The 1-Button Rice Cooker Cookbook saved my budget and my sanity at a time when I was tired of cooking (and I wasn't comfortable in the little kitchen I had at the time either). We had only three of us at home to cook for, as most of our children had grown and moved on. I told my husband, "If we had lots of money, I would eat out every night." But I'm the frugal one, and I didn't really mean it (and we didn't have lots of money). So I started buying more convenience foods, and then I bought a rice cooker so I could add flavorings without buying those rice packets. That's when the idea of rice cooker meals caught my attention on the internet. I got a Kindle book by Neal Bertrand, called Rice Cooker Meals, Fast Home Cooking for Busy People. I loved what he did with it, but it was Cajun cooking, and I'm a Westerner who grew up with a Midwestern mother. So, I started adapting recipes we knew to the rice cooker, and my son Robert and I began creating more recipes, as well, mostly with rice or pasta, but a few others too. During this time, two new cookers came out, the instant pot and the fuzzy logic rice cooker (I still haven't wrapped my head around that second one.). But people talked about the learning curve, and I still wanted something where I - and those friends who had asked me about easy cooking - could just pop the foods in and walk away, and come back to a meal a half hour or an hour later. We still use the meals in this book several times a week.

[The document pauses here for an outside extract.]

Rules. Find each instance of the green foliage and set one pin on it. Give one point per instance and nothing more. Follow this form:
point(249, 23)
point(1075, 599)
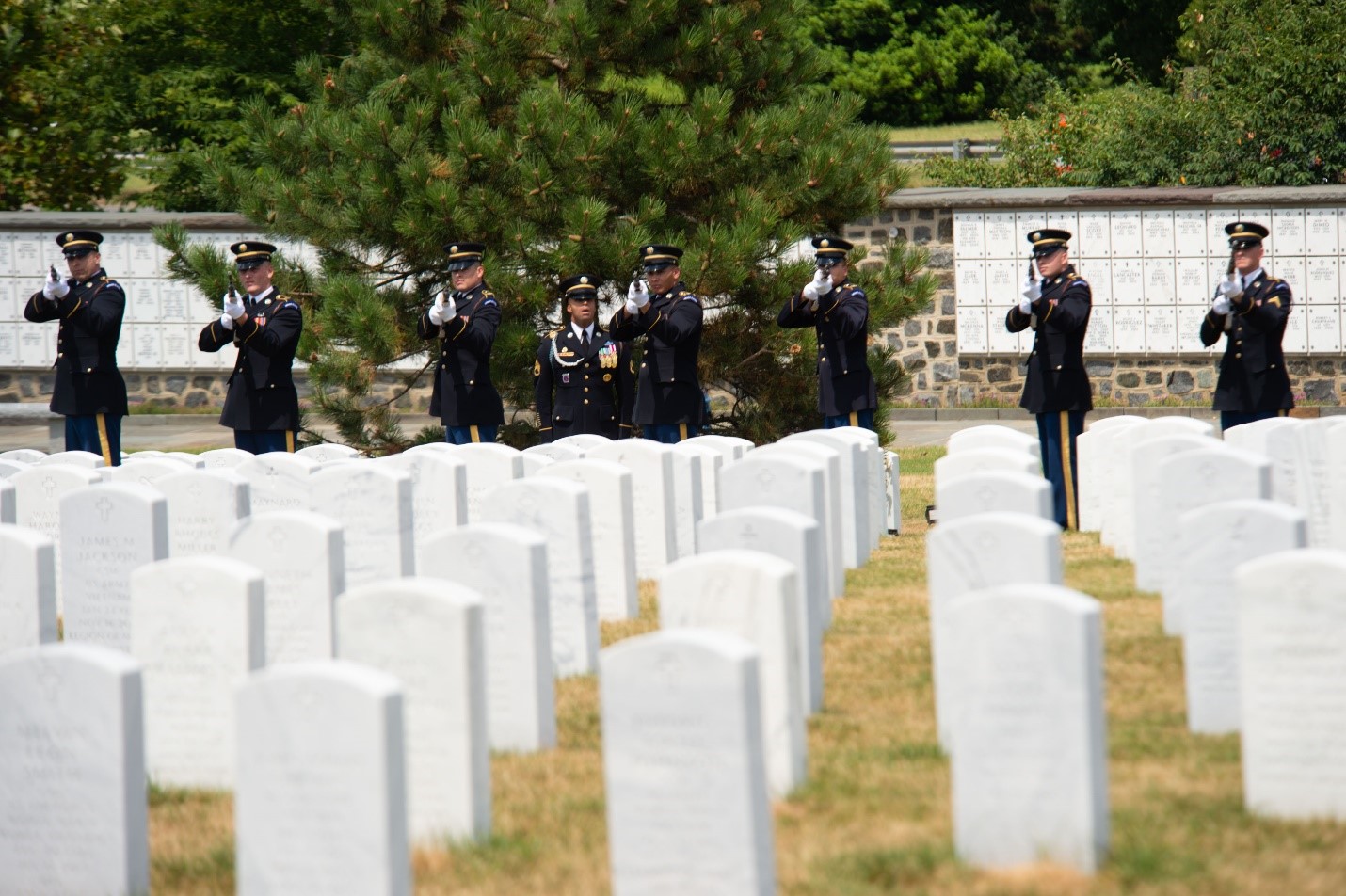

The Myers Family Cookbook was the first cookbook I wrote, and is somewhat of a basic teaching cookbook. It's not as comprehensive as Betty Crocker or Mark Bittman, but it takes the reader through steps for making a number of different dishes.You see, when I got married, I knew how to cook eggs and quesadillas, and make a salad, and not much else. When my mom got married, she didn't know how to cook very much, either. I decided I would break that chain, so I had my six children cook with me, as soon as they could safely stand on a chair. They have become better cooks than I am. This cookbook includes some family memories and a few of their creative recipes (although I think most of them, now, often cook without recipes, though they look on the internet for ideas).
I hope you might enjoy one or more of these books. All of them are available on Amazon. You can click the above book links or visit my Amazon Author Page.
Sunday, July 19, 2020
The Pursuit of Life and Health Isn't Always about Fear
I read an article this morning where a woman said she has dealt with chronic illness, and this has prepared her to deal with the panic around Covid-19. Without quoting, because my purpose isn't to get into an article battle, the impression I got from the article was that she felt we are destroying our health and the health of those around us by living in fear of the virus, and more specifically in fear of dying.